Beitragvon Harald » Mi Jan 06, 2016 1:53

Apropos Umweltbundesamt:
Nachhaltigkeit: Was von den teuren Versprechen der Öko-Häuser bleibt
Auf einem Kongress der Fachzeitschrift "Bauwelt" in Berlin berichtete kürzlich der Architekt ******* Sauerbruch [darf man hier nicht mal mehr "M A T T H I A S" schreiben? Bild], ein Pionier des nachhaltigen Bauens, wie schwer sich ausgerechnet die Nutzer des von ihm geplanten Umweltbundesamtes in Dessau mit der hochgerüsteten Haustechnik tun. Gerade bei diesen ökologisch besonders engagierten und motivierten Nutzern habe ihn das Ergebnis des Betriebsmonitorings "schockiert".

Neun Jahre lang hatte man die Energieeffizienz des ökologischen Musterbaus ausgewertet. "Die Ergebnisse nach dem ersten Jahr waren deprimierend", sagt Sauerbruch. "Der Energieverbrauch war doppelt so hoch wie geplant." Erst nach fünfjähriger Nachschulung habe man die Probleme mit der avantgardistischen Öko-Technologie im Griff gehabt.

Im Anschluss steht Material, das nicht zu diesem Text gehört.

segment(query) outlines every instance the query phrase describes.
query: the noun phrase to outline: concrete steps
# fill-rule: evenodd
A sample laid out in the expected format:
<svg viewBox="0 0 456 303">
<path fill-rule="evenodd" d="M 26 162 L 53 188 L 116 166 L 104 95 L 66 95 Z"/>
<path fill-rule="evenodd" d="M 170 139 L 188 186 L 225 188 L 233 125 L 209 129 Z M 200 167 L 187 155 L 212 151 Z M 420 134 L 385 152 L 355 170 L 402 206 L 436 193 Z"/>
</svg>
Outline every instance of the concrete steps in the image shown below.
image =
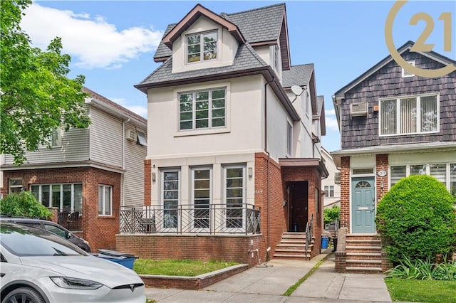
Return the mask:
<svg viewBox="0 0 456 303">
<path fill-rule="evenodd" d="M 280 243 L 276 247 L 274 257 L 286 260 L 310 260 L 314 246 L 314 242 L 312 239 L 306 252 L 305 233 L 284 233 Z"/>
</svg>

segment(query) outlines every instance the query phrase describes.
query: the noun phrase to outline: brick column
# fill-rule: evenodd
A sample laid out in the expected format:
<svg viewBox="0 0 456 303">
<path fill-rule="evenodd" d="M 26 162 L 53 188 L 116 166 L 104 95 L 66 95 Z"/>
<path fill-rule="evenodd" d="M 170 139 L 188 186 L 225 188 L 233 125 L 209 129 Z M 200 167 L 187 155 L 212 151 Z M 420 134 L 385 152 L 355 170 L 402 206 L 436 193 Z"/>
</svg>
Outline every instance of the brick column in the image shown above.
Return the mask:
<svg viewBox="0 0 456 303">
<path fill-rule="evenodd" d="M 152 201 L 152 160 L 144 160 L 144 205 Z"/>
<path fill-rule="evenodd" d="M 350 157 L 341 158 L 341 227 L 350 233 Z"/>
</svg>

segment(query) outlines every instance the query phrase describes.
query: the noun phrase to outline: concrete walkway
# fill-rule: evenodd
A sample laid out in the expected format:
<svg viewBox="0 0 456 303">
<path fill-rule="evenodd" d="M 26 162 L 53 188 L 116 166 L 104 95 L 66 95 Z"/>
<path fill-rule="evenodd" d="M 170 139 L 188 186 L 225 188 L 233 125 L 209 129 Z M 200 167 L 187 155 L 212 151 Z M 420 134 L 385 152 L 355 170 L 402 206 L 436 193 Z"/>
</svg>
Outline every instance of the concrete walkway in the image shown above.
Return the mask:
<svg viewBox="0 0 456 303">
<path fill-rule="evenodd" d="M 391 302 L 383 275 L 339 274 L 326 250 L 311 261 L 273 260 L 201 290 L 146 288 L 158 302 Z M 321 259 L 325 262 L 291 296 L 282 294 Z"/>
</svg>

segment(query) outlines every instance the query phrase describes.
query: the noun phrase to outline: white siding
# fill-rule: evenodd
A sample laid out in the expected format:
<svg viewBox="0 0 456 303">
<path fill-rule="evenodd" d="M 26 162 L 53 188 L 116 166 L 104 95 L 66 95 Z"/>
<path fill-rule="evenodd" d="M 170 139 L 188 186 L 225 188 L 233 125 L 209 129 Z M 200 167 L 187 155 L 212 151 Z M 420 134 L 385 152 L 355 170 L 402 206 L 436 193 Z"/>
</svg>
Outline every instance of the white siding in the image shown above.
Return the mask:
<svg viewBox="0 0 456 303">
<path fill-rule="evenodd" d="M 51 149 L 43 148 L 38 152 L 27 152 L 27 163 L 31 164 L 69 162 L 88 160 L 89 156 L 88 129 L 62 130 L 62 146 Z M 12 164 L 13 156 L 5 155 L 5 164 Z"/>
<path fill-rule="evenodd" d="M 122 121 L 92 107 L 90 160 L 122 167 Z"/>
<path fill-rule="evenodd" d="M 136 128 L 125 124 L 128 130 L 136 131 Z M 145 129 L 140 129 L 145 132 Z M 147 136 L 147 134 L 146 134 Z M 125 172 L 124 174 L 124 201 L 126 206 L 144 205 L 144 159 L 147 147 L 139 145 L 136 141 L 125 140 Z"/>
</svg>

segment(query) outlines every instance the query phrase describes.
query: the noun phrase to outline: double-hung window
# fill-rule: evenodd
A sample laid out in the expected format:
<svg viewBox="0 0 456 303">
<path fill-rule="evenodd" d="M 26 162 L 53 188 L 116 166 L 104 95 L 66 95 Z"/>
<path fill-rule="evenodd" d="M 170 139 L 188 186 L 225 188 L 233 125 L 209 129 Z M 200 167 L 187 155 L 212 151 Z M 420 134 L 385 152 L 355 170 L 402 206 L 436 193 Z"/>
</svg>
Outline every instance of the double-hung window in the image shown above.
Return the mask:
<svg viewBox="0 0 456 303">
<path fill-rule="evenodd" d="M 193 227 L 209 228 L 210 227 L 211 176 L 209 168 L 192 170 L 193 179 Z"/>
<path fill-rule="evenodd" d="M 98 185 L 98 216 L 113 216 L 113 186 Z"/>
<path fill-rule="evenodd" d="M 439 129 L 437 94 L 380 100 L 380 134 L 436 132 Z"/>
<path fill-rule="evenodd" d="M 217 31 L 187 36 L 187 62 L 217 59 Z"/>
<path fill-rule="evenodd" d="M 224 88 L 217 88 L 179 94 L 179 129 L 224 127 L 225 92 Z"/>
</svg>

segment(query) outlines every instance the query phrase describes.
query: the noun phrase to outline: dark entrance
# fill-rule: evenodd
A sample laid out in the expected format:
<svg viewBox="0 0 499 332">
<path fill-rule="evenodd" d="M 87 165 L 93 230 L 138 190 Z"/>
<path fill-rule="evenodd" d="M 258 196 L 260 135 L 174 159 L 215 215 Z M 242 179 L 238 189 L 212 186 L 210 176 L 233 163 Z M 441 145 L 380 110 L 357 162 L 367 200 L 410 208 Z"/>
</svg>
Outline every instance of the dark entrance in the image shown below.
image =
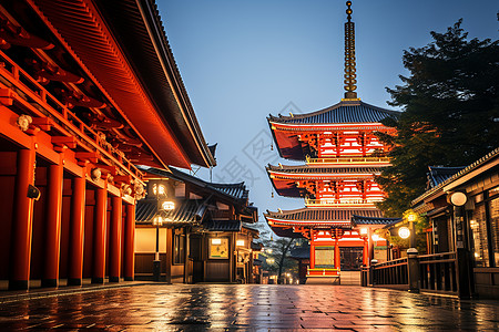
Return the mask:
<svg viewBox="0 0 499 332">
<path fill-rule="evenodd" d="M 363 247 L 339 247 L 342 271 L 360 271 L 363 250 Z"/>
</svg>

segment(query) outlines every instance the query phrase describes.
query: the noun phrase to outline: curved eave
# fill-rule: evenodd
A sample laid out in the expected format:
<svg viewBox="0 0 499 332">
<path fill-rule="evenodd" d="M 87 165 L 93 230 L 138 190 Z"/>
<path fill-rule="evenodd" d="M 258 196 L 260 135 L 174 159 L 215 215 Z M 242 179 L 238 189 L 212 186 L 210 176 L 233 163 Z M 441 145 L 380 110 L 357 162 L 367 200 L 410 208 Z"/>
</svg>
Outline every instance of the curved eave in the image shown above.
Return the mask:
<svg viewBox="0 0 499 332">
<path fill-rule="evenodd" d="M 98 6 L 112 22 L 118 32 L 115 35 L 121 37 L 120 45 L 131 59 L 135 73 L 147 86 L 157 110 L 172 124 L 193 164 L 215 166 L 154 1 L 106 0 L 98 2 Z"/>
<path fill-rule="evenodd" d="M 356 173 L 288 173 L 286 170 L 273 170 L 267 168 L 271 179 L 288 180 L 336 180 L 336 179 L 370 179 L 380 172 L 356 172 Z"/>
<path fill-rule="evenodd" d="M 269 217 L 264 214 L 267 224 L 272 227 L 325 227 L 325 228 L 352 228 L 349 220 L 324 221 L 324 220 L 288 220 Z"/>
<path fill-rule="evenodd" d="M 151 100 L 141 80 L 90 0 L 32 0 L 33 9 L 79 62 L 163 166 L 193 160 Z"/>
<path fill-rule="evenodd" d="M 282 158 L 292 160 L 305 160 L 306 154 L 298 139 L 299 134 L 307 132 L 342 132 L 342 131 L 371 131 L 394 132 L 381 123 L 327 123 L 327 124 L 285 124 L 267 117 L 272 137 Z"/>
<path fill-rule="evenodd" d="M 381 108 L 368 103 L 358 101 L 345 101 L 332 105 L 329 107 L 297 114 L 292 116 L 269 116 L 268 120 L 275 123 L 286 124 L 330 124 L 330 123 L 379 123 L 387 117 L 398 117 L 400 112 Z"/>
</svg>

Irgendwann, so berichtet Sauerbruch, gab sogar die teure solargestützte Kühlungsanlage ihren Dienst auf, und zum Schrecken der Belegschaft flogen plötzlich die Vakuumröhren der Solarkollektoren durch die Luft. Erst nach einer fünfjährigen Nachschulung von Mitarbeitern und Technikern durch ein "sehr engagiertes" Facility-Management, hätten sich die energetischen Verbrauchswerte bei den ursprünglich prognostizierten Daten eingependelt. Bis dahin hatte, wie der Bundesrechnungshof feststellte, das Gebäude nicht nur viel heiße Luft, sondern auch rund 400.000 Euro pro Jahr an Betriebskosten produziert.
Ich fordere den sofortigen Rücktritt der Bauernverbandspräsidenten Joachim Ruckwied (DBV) und Walter Heidl (BBV).
Beide sind unfähig, die Bauern ihres Verbandes in der Öffentlichkeit zu vertreten.